Description:
Finally, we reached the last step of the procedure, the most important one, because here we can see if there are any errors in the previous steps, what went wrong and if the method used could be improved.
The goal of this step is to approximate the volume with voxels (tiny cubes) and then generate a mesh out of this cloud of voxels. For this we used an in-house program that does the volume carving and the volume editing and then a free software, the Visualization Toolkit in order to do the marching cubes.
Code:
We did not write any code at this point.
Different smoothing factors and isosurface values were tried. Here are three of the results, at a resolution of 256x256x256:
Comments:
That was the most interesting part of the project. Here I found out that the calibration is not perfect, the data is not perfect, the alignment is not perfect, so, that is why the final version looks how it looks.

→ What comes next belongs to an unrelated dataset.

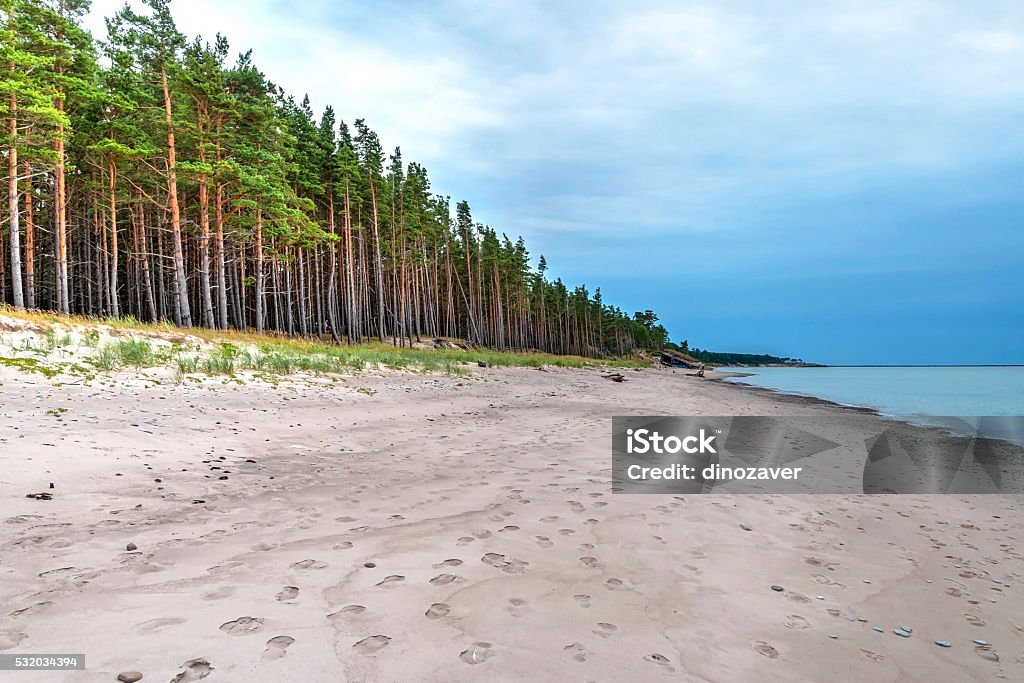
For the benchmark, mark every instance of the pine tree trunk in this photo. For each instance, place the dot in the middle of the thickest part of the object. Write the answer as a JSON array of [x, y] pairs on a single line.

Anyway, that was done at a resolution of 256x256x256 voxels. I am sure that increasing the resolution to 1024x1024x1024 would give a lot better details. The only problem with that is the disk space and the processing time, which would be multiplied by a factor of 64 and if now we are using about 32Mb for the 256 resolution, the math speaks for the requirements of this high resolution.
We learnt that the method is very good, provided that high quality equipment is used to eliminate the errors, a lot of disk space is available and a lot of free time in order to carefully acquire the images and process them.